News
Neues aus der Welt der Wissenschaft
 
ORF ON Science :  News :  Leben 
 
Schlüsselfaktor der Menschwerdung entdeckt?  
  US-Forscher haben ein Gen gefunden, das vielleicht für den Übergang vom Affen zum Menschen entscheidende Bedeutung hatte: Der Erbfaktor "HAR1F" beeinflusst die Gehirnentwicklung.  
Eigentlich handelt es sich bei HAR-1F nicht um ein klassisches Gen, sondern um einen DNA-Abschnitt, der in RNA umgeschrieben wird, berichtet ein Team um David Haussler vom Center for Biomolecular Science & Engineering der University of California in Santa Cruz.

Diese RNA-Moleküle beeinflussen vermutlich wiederum die Aktivität anderer Gene. Wie das im Detail passiert, ist noch unbekannt.
...
Die Studie "An RNA gene expressed during cortical development evolved rapidly in humans" von Katherine S. Pollard et al. erschien auf der Website von "Nature" (doi:10.1038/nature05113).
->   Abstract
...
Initialzündung für Hominisation?
An sich ist HAR1F kein ungewöhnliches Gen.
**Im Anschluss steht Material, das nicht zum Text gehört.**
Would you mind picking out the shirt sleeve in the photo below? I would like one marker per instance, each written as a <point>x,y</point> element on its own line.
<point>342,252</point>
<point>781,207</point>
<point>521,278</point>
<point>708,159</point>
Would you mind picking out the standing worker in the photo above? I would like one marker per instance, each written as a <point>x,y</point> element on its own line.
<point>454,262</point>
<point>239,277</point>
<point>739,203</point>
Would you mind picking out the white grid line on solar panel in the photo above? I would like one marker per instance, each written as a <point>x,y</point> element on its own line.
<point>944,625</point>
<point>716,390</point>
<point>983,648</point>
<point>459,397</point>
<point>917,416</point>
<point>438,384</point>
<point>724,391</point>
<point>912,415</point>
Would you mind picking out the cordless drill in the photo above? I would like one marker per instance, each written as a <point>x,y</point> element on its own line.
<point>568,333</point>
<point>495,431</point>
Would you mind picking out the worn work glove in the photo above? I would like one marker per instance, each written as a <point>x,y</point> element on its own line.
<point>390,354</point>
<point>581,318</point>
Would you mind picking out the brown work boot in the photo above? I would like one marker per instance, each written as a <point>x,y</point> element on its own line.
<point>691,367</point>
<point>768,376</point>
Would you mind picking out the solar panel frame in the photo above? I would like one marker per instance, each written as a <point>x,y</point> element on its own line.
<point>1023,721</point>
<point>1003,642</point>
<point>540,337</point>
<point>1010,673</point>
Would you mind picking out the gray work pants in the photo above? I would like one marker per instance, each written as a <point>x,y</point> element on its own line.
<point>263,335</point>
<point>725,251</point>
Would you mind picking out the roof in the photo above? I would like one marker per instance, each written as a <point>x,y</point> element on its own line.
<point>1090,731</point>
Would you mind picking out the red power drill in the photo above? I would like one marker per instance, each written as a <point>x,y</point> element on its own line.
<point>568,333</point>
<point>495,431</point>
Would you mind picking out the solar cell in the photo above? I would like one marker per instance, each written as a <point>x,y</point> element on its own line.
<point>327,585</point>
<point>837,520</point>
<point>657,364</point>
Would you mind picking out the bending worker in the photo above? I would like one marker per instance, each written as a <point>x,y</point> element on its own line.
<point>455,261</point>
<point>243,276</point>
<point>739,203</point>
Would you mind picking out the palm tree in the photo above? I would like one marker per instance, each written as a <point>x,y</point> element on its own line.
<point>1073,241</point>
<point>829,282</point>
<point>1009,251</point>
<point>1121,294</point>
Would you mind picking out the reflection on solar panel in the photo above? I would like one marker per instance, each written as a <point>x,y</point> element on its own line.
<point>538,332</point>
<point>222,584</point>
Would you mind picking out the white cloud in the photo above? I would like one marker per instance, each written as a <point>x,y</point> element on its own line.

Es findet sich im Erbgut aller Säugetiere und auch bei Vögeln. Die menschliche Version dieses Gens weist aber gegenüber jener des Schimpansen an 18 Stellen Unterschiede auf, schreiben die US-Forscher.

Das ist deswegen bemerkenswert, weil so eine Differenz aus statistischen Gründen an höchstens einer Stelle der DNA-Sequenz zu erwarten gewesen wäre. Zum Vergleich: Die Schimpansen- und der Vogel-Version des Gens unterschiedet sich lediglich an drei Stellen, obwohl der gemeinsame Vorfahre von Affen und Vögeln vor äußerst langer Zeit, nämlich vor rund 300 Millionen Jahren gelebt hat.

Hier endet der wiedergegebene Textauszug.